NCT07459192 · Status: NOT_YET_RECRUITING · Type: OBSERVATIONAL · Enrollment: 50

Last updated 2026-03-09

No results posted yet for this study

Summary

Immune checkpoint blockade (ICB) therapy has become a milestone breakthrough in oncology by activating the host immune system to recognize and eliminate tumor cells . Among these, programmed death protein 1 (PD-1) and its ligand (PD-L1) are currently the most widely used targets in clinical practice . However, clinical data indicate that only a subset of patients benefit from anti-PD-1/PD-L1 therapy.
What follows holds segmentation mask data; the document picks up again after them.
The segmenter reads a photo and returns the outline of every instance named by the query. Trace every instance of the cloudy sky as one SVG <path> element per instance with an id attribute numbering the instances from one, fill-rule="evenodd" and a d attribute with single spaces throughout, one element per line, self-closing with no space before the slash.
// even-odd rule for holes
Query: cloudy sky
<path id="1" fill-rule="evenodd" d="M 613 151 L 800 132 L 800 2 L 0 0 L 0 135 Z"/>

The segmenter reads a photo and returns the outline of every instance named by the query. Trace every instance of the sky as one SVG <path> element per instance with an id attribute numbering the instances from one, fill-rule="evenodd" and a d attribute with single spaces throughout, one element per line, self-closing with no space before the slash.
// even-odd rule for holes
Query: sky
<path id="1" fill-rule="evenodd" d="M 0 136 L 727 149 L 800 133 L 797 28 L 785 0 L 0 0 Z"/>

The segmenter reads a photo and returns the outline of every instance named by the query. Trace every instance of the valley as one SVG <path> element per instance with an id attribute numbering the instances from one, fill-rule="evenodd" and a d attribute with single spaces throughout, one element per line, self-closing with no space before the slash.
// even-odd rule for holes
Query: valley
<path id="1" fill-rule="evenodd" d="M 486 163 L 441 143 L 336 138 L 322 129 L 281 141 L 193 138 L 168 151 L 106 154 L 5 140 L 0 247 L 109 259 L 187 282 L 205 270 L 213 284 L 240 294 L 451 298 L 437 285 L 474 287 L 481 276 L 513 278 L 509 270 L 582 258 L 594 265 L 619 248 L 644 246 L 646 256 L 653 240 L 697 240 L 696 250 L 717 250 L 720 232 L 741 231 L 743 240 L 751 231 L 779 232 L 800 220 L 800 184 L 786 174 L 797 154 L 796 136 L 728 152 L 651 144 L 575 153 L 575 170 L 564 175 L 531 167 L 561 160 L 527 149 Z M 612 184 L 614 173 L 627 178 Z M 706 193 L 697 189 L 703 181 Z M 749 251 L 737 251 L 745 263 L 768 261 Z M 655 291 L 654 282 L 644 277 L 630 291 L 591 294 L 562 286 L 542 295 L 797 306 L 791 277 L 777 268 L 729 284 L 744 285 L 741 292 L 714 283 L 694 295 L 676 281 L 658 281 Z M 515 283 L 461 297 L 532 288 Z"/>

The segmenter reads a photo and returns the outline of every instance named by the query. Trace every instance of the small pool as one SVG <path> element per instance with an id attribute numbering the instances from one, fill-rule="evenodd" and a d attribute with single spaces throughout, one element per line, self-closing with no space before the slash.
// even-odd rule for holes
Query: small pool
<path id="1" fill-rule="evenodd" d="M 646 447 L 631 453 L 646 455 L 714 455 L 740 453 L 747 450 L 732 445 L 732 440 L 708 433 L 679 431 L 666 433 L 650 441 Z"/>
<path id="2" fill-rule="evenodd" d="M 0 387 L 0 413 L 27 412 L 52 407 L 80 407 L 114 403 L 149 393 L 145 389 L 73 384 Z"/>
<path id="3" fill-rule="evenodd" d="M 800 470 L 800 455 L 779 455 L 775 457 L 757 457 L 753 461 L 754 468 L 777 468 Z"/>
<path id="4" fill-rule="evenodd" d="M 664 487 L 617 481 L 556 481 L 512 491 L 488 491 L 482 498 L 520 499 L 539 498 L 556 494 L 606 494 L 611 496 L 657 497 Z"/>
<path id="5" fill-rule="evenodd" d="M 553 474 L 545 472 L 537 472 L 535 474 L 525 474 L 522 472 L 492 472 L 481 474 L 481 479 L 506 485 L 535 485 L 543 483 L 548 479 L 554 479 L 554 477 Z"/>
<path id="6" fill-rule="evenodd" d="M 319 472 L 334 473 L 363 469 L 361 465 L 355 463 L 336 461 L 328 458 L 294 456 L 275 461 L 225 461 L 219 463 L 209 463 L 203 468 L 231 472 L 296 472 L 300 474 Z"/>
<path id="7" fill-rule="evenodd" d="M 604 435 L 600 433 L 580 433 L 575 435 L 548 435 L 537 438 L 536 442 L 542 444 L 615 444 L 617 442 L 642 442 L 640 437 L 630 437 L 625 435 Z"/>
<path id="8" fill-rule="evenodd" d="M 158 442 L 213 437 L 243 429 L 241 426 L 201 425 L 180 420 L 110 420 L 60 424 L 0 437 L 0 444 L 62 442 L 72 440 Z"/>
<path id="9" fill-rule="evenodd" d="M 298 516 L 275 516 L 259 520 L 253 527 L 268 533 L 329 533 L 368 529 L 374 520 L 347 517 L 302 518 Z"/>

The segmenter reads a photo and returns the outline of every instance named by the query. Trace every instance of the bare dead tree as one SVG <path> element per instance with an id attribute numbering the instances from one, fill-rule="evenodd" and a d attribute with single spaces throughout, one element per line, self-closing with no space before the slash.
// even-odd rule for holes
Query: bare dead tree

Due to the heterogeneity of the tumor microenvironment and the spatiotemporal dynamic changes in PD-L1 expression, traditional tissue biopsy-based detection methods often fail to comprehensively assess disease status, leading to limited treatment response rates . Therefore, there is an urgent need to develop precise strategies for non-invasive, real-time, and dynamic evaluation of PD-L1 expression and treatment response.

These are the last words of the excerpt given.